The proper fermentation of cacao beans is an an essential part in producing great chocolate. Most cacao fermentation use microorganisms that live on plant/pod surfaces, and we think that these microbes can contribute to the overall development of flavors in the final product. We are identifying the microbes on the surface of cacao pods across multiple varieties and locations on Oʻahu to determine whether microorganisms play an important role in the terroir of the chocolates. Belowground, we are testing microbial inoculants, especially mycorrhizae, to determine whether they can provide benefits to establishing plants, and whether these inoculants continue to provide benefits to pod-producing plants. These projects are in collaboration with H. C. Skip Bittenbinder, Daniela Elliot (Leeward Community College), and Dave Elliot (O'ahu RCD).

Microbiomes across island landscapes

No living organism exists in isolation. Each exists and interact with a consortium of microbial organisms known as the microbiome. We explore our physical landscapes and study the microbiomes of various larger organisms (plant, fungi, animals) and substrates (soil, water, air) through various projects and collaborations. A current major project towards this effort is the Microbiome of the Waimea Ahupuaʻa (watershed), an ambitious project led by a consortium of UH faculty in the Center for Microbiome Analysis and Island Knowledge (C-MAIKI).

On-going synthesis projects

FUNGuild and GuildParse

Extending beyond our FUNGuild system to assign ecological guilds to fungal taxa, Nhu continues collaboration with Peter Kennedy, Scott Bates, Zewei Song to maintain and improve the FUNGuild database, adding more entries and improving performance. This system is quickly becoming useful to a wide range of researchers in fungal ecology. Further, Scott & Nhu are working to extend the use of the parsing system to other biological groups including nematodes and arthropods. If you would like to contribute your guild data to improve our databases, please email Nhu.

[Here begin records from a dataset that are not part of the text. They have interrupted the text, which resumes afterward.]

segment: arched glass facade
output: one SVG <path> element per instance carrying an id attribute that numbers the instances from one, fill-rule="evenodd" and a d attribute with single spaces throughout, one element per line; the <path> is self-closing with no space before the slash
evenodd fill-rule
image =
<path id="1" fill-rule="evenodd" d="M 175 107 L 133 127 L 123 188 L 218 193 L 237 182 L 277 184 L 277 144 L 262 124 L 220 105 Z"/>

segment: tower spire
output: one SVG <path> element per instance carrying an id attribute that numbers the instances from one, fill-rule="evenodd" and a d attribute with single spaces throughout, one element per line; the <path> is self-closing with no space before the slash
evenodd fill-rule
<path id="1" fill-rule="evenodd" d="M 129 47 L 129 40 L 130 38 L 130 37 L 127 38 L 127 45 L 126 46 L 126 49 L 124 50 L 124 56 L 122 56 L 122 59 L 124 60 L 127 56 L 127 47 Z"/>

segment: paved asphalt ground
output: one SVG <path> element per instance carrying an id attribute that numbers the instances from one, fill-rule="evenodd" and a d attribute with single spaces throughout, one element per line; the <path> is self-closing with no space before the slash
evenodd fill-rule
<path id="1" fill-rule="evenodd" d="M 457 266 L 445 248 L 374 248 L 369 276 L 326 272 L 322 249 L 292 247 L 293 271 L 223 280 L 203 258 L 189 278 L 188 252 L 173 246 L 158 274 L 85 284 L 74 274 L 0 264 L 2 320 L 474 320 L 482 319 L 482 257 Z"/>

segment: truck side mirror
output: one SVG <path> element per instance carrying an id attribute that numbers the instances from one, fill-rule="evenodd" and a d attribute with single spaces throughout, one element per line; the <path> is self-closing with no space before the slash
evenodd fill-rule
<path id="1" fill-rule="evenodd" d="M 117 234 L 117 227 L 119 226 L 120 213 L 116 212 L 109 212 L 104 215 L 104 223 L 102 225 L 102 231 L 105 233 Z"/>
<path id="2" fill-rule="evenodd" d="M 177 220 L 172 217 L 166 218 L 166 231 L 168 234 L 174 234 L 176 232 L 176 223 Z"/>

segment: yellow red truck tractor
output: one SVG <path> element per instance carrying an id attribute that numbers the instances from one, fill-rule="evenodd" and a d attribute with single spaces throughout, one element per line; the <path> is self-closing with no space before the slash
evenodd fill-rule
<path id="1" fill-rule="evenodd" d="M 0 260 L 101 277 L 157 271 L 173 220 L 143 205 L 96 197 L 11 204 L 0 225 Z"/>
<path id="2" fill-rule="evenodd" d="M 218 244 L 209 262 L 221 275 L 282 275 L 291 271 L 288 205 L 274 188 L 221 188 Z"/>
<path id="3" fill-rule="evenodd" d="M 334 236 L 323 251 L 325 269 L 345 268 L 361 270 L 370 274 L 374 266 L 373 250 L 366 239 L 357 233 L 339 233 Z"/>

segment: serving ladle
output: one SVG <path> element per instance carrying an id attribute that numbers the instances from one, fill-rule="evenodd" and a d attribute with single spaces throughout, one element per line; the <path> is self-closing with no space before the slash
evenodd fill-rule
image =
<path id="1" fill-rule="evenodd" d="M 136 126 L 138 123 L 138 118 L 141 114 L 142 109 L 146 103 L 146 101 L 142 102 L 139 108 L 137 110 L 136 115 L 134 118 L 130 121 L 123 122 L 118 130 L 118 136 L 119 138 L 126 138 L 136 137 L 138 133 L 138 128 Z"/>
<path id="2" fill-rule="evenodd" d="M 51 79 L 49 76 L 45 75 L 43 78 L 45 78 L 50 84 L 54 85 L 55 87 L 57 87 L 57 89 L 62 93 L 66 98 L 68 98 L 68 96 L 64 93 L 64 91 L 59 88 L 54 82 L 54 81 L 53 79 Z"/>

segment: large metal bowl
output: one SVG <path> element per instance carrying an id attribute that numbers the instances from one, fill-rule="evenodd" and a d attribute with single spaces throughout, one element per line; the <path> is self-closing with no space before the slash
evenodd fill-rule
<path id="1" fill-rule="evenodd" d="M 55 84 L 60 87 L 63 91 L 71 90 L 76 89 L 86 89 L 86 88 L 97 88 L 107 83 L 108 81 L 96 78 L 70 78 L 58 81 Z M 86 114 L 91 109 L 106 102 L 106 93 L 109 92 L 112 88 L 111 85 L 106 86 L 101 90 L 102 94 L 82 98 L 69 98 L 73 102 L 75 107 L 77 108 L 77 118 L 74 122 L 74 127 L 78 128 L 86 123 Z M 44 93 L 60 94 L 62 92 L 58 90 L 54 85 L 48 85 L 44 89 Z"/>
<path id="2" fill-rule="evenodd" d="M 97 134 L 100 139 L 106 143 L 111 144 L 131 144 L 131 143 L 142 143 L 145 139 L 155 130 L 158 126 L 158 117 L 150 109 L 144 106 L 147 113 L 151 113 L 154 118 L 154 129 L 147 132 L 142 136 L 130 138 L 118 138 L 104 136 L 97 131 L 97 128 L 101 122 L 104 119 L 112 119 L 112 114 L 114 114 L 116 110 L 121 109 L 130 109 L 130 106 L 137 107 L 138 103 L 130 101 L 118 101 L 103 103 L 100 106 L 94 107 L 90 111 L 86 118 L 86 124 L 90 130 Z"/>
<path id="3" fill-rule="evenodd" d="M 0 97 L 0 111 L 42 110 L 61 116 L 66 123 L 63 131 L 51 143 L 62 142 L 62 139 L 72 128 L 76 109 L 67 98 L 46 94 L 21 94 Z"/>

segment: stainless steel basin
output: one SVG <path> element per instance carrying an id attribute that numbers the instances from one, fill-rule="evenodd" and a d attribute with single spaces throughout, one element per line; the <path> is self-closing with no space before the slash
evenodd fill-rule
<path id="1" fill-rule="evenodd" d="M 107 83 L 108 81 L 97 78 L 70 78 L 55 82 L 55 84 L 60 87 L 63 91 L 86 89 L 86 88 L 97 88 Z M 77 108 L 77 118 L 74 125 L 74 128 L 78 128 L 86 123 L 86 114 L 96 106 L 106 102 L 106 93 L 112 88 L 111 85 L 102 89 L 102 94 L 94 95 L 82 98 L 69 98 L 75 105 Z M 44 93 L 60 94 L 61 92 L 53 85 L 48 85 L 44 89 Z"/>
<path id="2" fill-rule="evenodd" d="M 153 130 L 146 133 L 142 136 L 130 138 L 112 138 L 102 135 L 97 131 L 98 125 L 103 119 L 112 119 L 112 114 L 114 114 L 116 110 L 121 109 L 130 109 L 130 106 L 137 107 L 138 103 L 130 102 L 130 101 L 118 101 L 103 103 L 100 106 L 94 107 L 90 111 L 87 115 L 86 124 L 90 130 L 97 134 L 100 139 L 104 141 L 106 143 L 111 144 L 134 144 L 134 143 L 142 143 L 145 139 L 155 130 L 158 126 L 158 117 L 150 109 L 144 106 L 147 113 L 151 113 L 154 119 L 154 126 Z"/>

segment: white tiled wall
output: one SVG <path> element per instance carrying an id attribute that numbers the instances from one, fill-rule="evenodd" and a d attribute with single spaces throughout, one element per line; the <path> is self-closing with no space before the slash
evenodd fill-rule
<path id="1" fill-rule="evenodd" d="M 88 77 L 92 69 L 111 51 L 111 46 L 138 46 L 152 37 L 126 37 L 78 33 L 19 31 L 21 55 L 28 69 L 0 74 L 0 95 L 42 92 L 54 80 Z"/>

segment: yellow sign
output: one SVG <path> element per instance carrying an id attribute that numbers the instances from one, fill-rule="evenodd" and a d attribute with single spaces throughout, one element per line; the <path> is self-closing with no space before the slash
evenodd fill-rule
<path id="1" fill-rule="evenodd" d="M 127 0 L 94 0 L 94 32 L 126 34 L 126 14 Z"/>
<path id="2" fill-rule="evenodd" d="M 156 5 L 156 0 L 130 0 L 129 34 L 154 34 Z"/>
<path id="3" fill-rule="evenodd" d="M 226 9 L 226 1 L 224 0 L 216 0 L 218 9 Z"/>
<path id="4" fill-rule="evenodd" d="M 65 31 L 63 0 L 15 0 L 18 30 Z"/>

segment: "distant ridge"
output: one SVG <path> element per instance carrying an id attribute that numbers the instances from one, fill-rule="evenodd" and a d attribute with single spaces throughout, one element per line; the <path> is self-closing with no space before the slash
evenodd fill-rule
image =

Macro and Micro Fungi of Hawaiʻi

Fungi are one of the most diverse groups of organisms on the planet. Macrofungi (those with conspicuous fruiting bodies such as mushrooms) are generally well recorded, but the microfungi (those that are small or microscopic) are much less documented. The goal of this project is to contribute to the growing list of macrofungi in Hawaiʻi, starting from the book "Mushrooms of Hawaiʻi" by Hemmes & Dejardin", as well as DNA documentation of the microfungi. Sequence data from our projects in the lab, as well as from other fungal labs in Hawaiʻi contributes to the overall goal of this project.

Soil Microbiome of the Hawaiian Islands

The soil is arguably the most complex environment in which to study microbes, and it is this same complexity that leads to the overwhelming diversity of soil microorganisms (speaking broadly including prokaryotes, fungi, and protists). The aim of this project is to catalogue the identity, richness, and genetic diversity of microbial organisms in both agricultural and natural ecosystems across the Hawaiian Islands. The culmination of many current and past lab projects contribute the underlying data for the concept of the Soil Microbiome of the Hawaiian Islands.